"Ai! Ayo berangkat." William berhenti di depan Nara, mematikan mesin motor, kemudian bercermin pada spion.
"Softlens. Kamu mau dicolok pulpen sama guru BK?" Nara mendekati William, bersiap naik sebelum laki-laki itu histeris.
"KAMU POTONG RAMBUT?! BUAT APA?"
Nara berdeham. "Move on." Ia menduduki jok motor dalam posisi menyamping. "Ini model korean bob dan ayo berangkat, William. Aku nggak mau dihukum karena telat."
William terperangah dengan nada bersemangat Nara. Gadis itu tampak membaik dibandingkan dengan terakhir kali ia melihatnya. Seakan senyuman Nara menular, lengkungan terbentuk di bibir William. "Siap! Pegangan yang kencang, kita jalan!"
•••
"Sungguh, perubahan yang menakjubkan. Niatteirune."
"Sok baku kamu, Dhaf. Bikin mual. Tapi, ada benarnya." Ethan mengamati Nara. "Leher Nara kelihatan lebih panjang."
"Tapi, coba lihat William! Dia berani pakai softlens ke sekolah, walaupun hitam, sih. Kamu nggak takut kena omel guru konseling?" Dhafa berseru, menyedot perhatian Ethan.
"Omong-omong, kalian tahu?" tanya William.
"Nggak, basa-basi yang benar-benar basi, Will. Tolong langsung ke inti." Ethan bersandar pada kursi.
Sang pirang meletakkan tas ke atas meja. "Tadi, waktu di koridor, aku lihat pak Joni lari ke arah kamar mandi guru sambil megangin perutnya."
"Terus?" Dhafa tertarik mendengarkan, memasang wajah serius.
"Tebak, pak Joni ngapain?"
Pertanyaan William cukup membuat kedua manusia ,Ethan dan Dhafa, itu berpikir keras.
"Mana kutau. Kenapa nggak kamu buntutin aja tadi?" Ethan menuangkan sedikit air minum dari dalam tupperware ke telapak tangan, mencipratkanya pada wajah William. "Masih ngantuk pasti."
Setelah mengusap wajah dengan lengan seragam, William menumpu kepala dengan satu tangan. "Menurutku, ada kemungkinan pak Joni diare karena habis kayang seratus kali muterin alun-alun kidul."
"Sok tau. Pak Joni itu cepirit!" Ethan berujar dengan keras.
Dhafa dan William terkikik.
"Kuakui kepintaranmu, anak muda." William mengangguk bangga.
Sebenarnya, kedua makhluk itu cukup heran dengan Dhafa yang tiba-tiba menyingkir, duduk tenang di tempatnya seolah tak mengetahui apa pun.
"Kenapa?
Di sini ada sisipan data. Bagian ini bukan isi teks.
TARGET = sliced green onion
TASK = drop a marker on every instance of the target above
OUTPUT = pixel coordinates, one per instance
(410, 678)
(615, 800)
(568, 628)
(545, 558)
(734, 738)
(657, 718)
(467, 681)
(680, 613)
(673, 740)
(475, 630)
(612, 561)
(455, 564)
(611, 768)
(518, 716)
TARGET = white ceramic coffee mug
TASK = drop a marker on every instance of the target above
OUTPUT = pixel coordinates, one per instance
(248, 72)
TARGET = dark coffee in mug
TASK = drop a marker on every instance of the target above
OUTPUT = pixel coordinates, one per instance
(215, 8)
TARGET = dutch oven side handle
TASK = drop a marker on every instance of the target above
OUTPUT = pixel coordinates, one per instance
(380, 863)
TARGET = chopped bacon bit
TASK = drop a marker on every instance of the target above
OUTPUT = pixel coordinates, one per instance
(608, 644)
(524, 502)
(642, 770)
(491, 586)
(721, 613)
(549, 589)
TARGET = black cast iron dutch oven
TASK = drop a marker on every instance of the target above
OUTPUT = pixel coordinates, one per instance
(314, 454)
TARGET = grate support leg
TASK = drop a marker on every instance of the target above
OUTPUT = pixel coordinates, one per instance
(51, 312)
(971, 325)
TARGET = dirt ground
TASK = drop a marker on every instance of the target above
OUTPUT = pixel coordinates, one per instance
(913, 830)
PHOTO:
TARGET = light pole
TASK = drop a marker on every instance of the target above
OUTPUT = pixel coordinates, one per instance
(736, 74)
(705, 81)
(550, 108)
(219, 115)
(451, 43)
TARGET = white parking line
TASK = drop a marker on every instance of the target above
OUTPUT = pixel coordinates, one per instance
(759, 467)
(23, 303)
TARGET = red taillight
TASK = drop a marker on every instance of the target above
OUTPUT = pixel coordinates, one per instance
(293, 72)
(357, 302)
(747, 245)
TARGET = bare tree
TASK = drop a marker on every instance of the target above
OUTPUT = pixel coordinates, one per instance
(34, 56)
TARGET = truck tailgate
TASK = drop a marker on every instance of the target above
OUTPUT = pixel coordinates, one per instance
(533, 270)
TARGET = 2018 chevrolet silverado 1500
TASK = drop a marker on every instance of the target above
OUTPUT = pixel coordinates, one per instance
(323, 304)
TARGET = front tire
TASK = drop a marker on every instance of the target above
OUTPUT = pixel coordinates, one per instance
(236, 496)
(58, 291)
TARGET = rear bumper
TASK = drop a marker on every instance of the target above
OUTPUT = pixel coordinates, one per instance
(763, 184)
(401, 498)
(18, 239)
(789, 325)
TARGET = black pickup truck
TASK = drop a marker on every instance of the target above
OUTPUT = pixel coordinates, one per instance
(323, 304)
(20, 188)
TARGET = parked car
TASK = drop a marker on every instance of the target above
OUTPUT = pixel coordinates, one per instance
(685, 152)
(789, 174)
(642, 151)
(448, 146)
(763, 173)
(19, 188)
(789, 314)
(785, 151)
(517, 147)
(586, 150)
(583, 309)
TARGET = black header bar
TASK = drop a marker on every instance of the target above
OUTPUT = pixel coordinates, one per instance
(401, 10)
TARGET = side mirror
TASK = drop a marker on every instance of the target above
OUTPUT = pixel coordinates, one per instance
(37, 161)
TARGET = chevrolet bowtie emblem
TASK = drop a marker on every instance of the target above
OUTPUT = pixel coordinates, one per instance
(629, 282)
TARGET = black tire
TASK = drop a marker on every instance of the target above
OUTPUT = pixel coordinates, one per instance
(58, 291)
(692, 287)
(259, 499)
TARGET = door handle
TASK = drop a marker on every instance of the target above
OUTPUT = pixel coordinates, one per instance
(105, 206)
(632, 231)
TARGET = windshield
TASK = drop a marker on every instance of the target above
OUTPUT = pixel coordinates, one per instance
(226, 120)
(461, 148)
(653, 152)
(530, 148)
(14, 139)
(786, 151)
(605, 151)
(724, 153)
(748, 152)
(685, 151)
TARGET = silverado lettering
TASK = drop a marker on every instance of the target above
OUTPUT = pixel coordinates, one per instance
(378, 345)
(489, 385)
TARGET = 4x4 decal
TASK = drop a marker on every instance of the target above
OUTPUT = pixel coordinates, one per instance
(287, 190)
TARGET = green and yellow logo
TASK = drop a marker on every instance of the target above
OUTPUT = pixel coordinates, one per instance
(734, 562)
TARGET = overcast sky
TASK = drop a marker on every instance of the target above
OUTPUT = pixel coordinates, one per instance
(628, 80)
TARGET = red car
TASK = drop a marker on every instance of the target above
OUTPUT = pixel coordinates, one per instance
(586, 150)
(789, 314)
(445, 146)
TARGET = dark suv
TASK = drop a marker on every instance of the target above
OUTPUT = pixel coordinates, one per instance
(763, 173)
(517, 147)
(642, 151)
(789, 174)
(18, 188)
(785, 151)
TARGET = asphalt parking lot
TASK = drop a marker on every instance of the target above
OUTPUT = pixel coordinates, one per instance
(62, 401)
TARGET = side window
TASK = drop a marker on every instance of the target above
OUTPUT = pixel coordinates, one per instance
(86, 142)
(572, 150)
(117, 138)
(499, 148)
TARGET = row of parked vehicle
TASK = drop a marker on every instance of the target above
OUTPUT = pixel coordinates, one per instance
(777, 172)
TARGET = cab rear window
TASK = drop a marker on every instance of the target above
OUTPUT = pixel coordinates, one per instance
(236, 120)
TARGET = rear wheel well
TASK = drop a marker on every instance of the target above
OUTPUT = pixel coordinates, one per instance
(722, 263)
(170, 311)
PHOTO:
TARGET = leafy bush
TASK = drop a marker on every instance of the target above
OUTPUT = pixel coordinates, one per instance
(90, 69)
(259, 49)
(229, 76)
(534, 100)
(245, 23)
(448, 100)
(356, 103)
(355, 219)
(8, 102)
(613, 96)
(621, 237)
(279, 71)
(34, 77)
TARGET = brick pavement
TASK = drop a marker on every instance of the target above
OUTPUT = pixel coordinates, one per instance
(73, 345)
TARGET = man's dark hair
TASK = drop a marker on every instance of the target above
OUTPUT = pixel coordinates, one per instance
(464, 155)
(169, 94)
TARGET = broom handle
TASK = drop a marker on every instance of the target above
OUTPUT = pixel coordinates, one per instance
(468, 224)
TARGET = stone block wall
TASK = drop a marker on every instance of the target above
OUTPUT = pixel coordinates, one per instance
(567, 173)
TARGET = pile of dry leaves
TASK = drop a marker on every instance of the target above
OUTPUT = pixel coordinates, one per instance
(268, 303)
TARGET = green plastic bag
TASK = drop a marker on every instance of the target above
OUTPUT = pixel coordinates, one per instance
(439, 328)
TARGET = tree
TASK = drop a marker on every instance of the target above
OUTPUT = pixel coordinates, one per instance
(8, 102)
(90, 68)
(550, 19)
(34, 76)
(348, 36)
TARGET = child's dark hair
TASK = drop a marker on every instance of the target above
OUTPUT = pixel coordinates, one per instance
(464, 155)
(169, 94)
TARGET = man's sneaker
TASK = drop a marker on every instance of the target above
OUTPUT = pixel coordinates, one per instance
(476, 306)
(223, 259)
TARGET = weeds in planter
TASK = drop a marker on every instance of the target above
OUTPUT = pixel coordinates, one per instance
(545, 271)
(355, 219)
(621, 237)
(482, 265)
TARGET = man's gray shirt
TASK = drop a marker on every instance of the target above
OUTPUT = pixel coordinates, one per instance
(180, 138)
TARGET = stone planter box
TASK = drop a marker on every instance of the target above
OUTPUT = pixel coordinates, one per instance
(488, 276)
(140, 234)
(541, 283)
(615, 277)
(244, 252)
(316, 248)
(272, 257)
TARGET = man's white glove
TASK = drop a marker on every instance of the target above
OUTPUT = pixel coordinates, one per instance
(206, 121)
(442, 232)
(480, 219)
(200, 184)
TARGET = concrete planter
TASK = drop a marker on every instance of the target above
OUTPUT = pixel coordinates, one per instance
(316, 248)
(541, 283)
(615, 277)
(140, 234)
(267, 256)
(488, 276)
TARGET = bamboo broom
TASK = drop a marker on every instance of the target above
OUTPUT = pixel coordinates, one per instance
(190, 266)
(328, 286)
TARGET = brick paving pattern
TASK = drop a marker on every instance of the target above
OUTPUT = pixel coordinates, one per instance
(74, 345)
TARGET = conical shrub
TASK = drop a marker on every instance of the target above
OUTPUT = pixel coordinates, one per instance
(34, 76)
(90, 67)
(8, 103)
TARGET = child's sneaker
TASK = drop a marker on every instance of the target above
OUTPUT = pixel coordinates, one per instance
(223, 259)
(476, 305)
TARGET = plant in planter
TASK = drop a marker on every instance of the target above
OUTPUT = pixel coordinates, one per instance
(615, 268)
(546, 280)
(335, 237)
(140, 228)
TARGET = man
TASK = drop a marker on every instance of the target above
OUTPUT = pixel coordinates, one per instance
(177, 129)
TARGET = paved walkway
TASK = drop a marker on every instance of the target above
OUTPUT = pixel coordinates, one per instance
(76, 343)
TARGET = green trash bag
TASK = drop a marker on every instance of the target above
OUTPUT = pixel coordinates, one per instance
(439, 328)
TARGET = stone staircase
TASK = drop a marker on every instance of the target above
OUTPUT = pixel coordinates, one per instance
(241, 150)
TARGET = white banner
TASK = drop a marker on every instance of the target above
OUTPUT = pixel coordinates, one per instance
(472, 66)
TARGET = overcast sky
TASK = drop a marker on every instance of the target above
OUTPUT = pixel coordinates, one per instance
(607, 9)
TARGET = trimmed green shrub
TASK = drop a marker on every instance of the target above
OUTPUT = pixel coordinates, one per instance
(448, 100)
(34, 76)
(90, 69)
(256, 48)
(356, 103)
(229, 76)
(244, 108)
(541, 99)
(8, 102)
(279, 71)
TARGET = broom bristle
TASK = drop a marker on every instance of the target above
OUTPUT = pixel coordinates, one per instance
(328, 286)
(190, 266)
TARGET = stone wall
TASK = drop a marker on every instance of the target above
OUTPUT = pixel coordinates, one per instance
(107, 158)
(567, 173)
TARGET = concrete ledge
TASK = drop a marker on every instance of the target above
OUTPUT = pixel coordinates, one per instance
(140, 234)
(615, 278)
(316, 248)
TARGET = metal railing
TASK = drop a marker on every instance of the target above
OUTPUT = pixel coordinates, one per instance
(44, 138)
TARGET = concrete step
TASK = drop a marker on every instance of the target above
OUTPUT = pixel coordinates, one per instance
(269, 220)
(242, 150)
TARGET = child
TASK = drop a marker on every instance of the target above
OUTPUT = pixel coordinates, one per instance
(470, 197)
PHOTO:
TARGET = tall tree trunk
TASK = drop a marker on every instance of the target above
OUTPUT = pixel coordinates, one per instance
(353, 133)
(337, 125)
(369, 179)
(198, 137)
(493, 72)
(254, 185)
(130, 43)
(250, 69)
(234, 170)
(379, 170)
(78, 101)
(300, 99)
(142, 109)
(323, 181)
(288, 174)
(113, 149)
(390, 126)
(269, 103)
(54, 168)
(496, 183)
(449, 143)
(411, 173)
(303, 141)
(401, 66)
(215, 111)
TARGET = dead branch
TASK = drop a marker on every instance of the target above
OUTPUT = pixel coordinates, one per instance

Kalian mau produk saya?"
William dan Ethan menoleh bersamaan, tiba-tiba kejang, ketakutan. Pak Joni berjalan dari arah papan tulis menuju kedua manusia yang membungkam mulut mereka sendiri dengan kedua tangan. Lantas keduanya menggeleng, membayangkan pak Joni tersenyum sembari menyerahkan dua bungkusan plastik berisi p*op cukup membuat isi dalam perut mereka bergejolak, menendang layaknya bayi dari pemain bola.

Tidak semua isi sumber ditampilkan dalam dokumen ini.